SUMMARY

Origins Project could capture and store 20mn mt/yr of carbon emissions

By Dale Lunan

Enhance Energy, which already operates the Alberta Carbon Trunk Line (ACTL) in central Alberta, said January 19 it would participate in the province’s carbon capture and storage (CCS) hub competition.

The company, which already sequesters about 1.5mn metric tons/year of COas part of an enhanced oil recovery (EOR) project central Alberta, said its Origins Project is envisioned as an open access CO2 sequestration hub connected to the ACTL, which moves CO2 from Alberta’s Industrial Heartland (AIH) near Edmonton south to the EOR project.

Pending Origin’s selection in Alberta’s pore space competition – for sequestration rights and hub operator status – the project could capture and store as much as 20mn mt/yr of CO2.

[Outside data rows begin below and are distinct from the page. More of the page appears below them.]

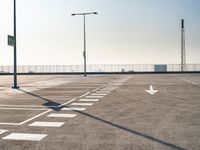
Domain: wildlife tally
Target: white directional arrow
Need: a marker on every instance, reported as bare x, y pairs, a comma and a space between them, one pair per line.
151, 90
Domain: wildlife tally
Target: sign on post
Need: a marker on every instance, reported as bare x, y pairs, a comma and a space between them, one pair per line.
11, 40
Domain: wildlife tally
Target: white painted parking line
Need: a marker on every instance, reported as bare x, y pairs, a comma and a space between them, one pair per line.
99, 94
89, 100
46, 124
62, 115
82, 104
103, 91
3, 131
74, 108
94, 96
24, 136
21, 108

"This new venture has the potential to attract new low carbon industries to Alberta while providing a safe, secure, and certain solution for emissions mitigation for existing industries,” Enhance CEO Kevin Jabusch said. “At full scale this project is the equivalent of taking every vehicle in Alberta off the roads.”

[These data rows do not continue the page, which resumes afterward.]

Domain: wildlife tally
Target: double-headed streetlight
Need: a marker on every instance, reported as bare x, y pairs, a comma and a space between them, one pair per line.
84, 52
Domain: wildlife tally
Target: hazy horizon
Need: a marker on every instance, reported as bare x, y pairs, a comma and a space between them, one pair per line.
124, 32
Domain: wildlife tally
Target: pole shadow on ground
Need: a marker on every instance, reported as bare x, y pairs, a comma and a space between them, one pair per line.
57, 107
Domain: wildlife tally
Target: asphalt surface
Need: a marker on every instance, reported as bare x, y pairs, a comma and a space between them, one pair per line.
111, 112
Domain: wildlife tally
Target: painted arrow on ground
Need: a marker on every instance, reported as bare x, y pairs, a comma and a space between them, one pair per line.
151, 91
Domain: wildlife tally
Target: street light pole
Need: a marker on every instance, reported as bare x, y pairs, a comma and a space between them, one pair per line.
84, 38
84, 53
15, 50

Origins will be positioned to manage CO2 from several hard-to-abate industries along central Alberta’s Highway 2 corridor between Calgary and Edmonton, including cement production, power generation and petrochemicals.

Last fall, the government of Alberta asked for expressions of interest for CCS hub development and received nearly 50 submissions. It’s now in the request for proposals stage, with the first supported hub – in the AIH region, which has a heavy concentration of major emitters – expected to be awarded by the end of March.

Rights to develop other hubs, first in the Cold Lake region northeast of Edmonton, then in other areas of the province, including central Alberta, would be awarded in subsequent RFPs.

Subject to the timing of that process – and to its receipt of pore space rights – Enhance Energy said Origins could be in service as early as 2024.